Monday, November 07, 2005

Standing At The Top Of The World

It has been so long since I've been to a show that I've enjoyed for something other than the sheer experience of it. I saw the gypsies, and they were loud and colorful and brightly took up the field of my vision. I saw the jazz show, and it was that well-worn experience of a room of people bobbing their heads real cool like. Both good, both notable events that I am glad I attended. But I felt no need to stay for either. I could have been for thrity minutes and still left happy. Once I saw the glint of instruments and the way the lights reflected off of manic bassists and madly grinning drummers, I was good.

What's nice, though, what entirely made my evening and then some, was getting to see an artist I love but had forgotten about, and thus an artist whose every song brought waves of fond recognition and an intense desire for an encore. A couple years back, getting into Damien Jurado sort of made the soundtrack to my summer. A couple of the boys I was close to were deeply passionate about the man, so there was no shortage of discs pushed into my waiting hands and from there into the cd burner, and from there into the car stereo. I really liked those songs. And I knew a lot of them, putting them on mix cds and then empathizing furiously with a few others. His voice has this real pleasant timbre, where it's easy to sing along to, and it's earnest and sometimes he raises it just a little and so it's like he really means it, you know? His songs are so well put together I could just die in little author-worshipping puddles all over the living room floor. His record label (Secretly Canadian) does describe him as Raymond Carveresque (oh he of the sparsely gorgeous middle class short stories), but for the life of me I am almost certain that I had already figured that out all by myself and was describing him as such before I even read their blurb. Take with grains of salt.

So I had seen him a couple of times (at least) already. Once before I was twenty-one, sneaking into the Blackbird with Patches and standing only slightly thralled, slightly worried but exhilarated to be in the smoky venue (you should all know by now, most venues are smoky for me). We had talked to Damien beforehand, Patches asking him to play a song, me shaking his hand. How it pretty much went in those days, me tag tag tagging behind my friend's more perversely gregarious nature. The other time I saw him was at Berbatis, the same venue as last night, and he was just him on a chair with a guitar. Patches has a tendency to turn on his most favored artists after he sees them live and they let him down by being just constructs of flesh and bone and mortality, but I live by breathing in and out the presence of the bands I love. I remember that the show was quiet, and the songs were close to what they are on the album, if not considerably slower. I remember being pretty glad when he added a little beat by rapping his knuckles against the body of the guitar. In other words, not what one would paint as impressive. Just a good little show with a guy I like to listen to.

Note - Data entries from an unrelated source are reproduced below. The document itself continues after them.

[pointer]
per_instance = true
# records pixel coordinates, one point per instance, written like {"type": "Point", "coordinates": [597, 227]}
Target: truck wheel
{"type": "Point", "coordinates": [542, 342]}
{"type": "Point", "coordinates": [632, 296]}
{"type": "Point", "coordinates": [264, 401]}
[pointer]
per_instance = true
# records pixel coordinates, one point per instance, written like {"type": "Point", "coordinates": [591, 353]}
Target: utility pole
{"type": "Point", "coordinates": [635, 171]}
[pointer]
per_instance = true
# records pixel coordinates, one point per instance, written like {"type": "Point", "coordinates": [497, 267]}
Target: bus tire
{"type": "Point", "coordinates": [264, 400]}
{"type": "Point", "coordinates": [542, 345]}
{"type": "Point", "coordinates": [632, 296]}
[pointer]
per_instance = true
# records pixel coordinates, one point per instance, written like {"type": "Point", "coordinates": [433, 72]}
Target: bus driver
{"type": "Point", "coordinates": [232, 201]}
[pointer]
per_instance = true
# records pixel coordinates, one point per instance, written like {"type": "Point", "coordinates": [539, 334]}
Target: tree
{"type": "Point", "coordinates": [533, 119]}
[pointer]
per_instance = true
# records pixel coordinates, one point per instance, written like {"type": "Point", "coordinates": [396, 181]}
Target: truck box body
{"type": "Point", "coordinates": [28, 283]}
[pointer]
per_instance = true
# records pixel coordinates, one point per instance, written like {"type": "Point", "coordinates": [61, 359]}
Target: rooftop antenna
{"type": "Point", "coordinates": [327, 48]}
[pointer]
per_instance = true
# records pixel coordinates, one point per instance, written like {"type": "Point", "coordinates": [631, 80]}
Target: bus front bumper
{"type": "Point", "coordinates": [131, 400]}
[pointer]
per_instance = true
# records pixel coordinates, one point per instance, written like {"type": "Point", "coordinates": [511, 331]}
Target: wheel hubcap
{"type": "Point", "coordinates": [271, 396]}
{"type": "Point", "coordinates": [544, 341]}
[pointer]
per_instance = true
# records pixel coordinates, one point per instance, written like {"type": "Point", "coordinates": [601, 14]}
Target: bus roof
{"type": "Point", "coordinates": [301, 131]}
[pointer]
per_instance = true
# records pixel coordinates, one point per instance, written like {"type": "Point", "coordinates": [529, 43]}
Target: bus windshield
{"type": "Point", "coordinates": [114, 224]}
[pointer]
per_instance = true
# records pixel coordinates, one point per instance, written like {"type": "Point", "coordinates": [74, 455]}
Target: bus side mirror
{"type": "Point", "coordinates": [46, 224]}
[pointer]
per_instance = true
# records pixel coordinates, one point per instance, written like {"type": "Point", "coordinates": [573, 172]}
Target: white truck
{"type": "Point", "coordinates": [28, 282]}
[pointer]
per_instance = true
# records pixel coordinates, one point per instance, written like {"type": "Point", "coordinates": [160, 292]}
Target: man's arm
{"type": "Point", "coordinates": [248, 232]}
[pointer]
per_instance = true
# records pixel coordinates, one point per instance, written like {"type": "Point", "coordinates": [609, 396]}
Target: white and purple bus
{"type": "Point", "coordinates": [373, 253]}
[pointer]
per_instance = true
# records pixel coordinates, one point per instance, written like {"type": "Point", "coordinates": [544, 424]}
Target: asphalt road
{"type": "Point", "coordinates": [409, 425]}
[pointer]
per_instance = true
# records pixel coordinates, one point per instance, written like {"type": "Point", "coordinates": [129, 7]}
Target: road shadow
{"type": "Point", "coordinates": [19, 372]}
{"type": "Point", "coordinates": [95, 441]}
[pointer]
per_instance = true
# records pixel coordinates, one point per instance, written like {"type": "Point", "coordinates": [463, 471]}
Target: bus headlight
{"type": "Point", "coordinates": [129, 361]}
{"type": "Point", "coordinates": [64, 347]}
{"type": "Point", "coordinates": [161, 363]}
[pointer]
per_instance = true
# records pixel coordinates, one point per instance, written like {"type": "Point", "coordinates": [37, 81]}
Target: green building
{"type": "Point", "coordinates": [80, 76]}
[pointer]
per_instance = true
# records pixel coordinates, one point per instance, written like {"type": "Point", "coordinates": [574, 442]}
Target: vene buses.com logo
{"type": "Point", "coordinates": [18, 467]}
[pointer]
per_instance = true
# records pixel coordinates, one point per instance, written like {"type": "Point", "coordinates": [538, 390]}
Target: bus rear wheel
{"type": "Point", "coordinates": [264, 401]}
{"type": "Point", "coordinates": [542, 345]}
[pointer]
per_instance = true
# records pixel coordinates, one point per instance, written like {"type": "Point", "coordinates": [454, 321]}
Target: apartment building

Which is why last night was only like the best thing ever, a salve of goodness that reminded me about all the things I really do love about my favorite bands and about filing in to dark places, getting my hand stamped, and standing in one place for hours at a time . Damien was mustering a full band behind him, the guys from Delorean backing on drums and stuff, which meant these songs from "I Break Chairs" totally got played, and as much as I was loving the sweetness of the milder songs and we were all lines crosslegged on the floor in front, I had to get up for those songs, because the snares and beats were constant and good, and Mr.Jurado was doing what a good live artist does, and letting himself go above and beyond the constraints of the record they produced, stepping back from the mike and strumming furiously, or yelping out his lyrics louder and faster. I eat that sort of thing up, man. I was so happy. Every song just about was one I knew and liked deeply but had totally skipped my mind, and so every time they'd start in on an intro it was like a present wrapped in goodness, to me, from them.

And then I coerced the Voodoo guy out of a doughnut, even tho' they were closed and baking for the next day. Good man! Because the smell of sweet fried dough was wafting through the crowd, and we kept tapping each other and making little signs that were like, hey, we thought they were closed, but don't you smell the doughnuts too?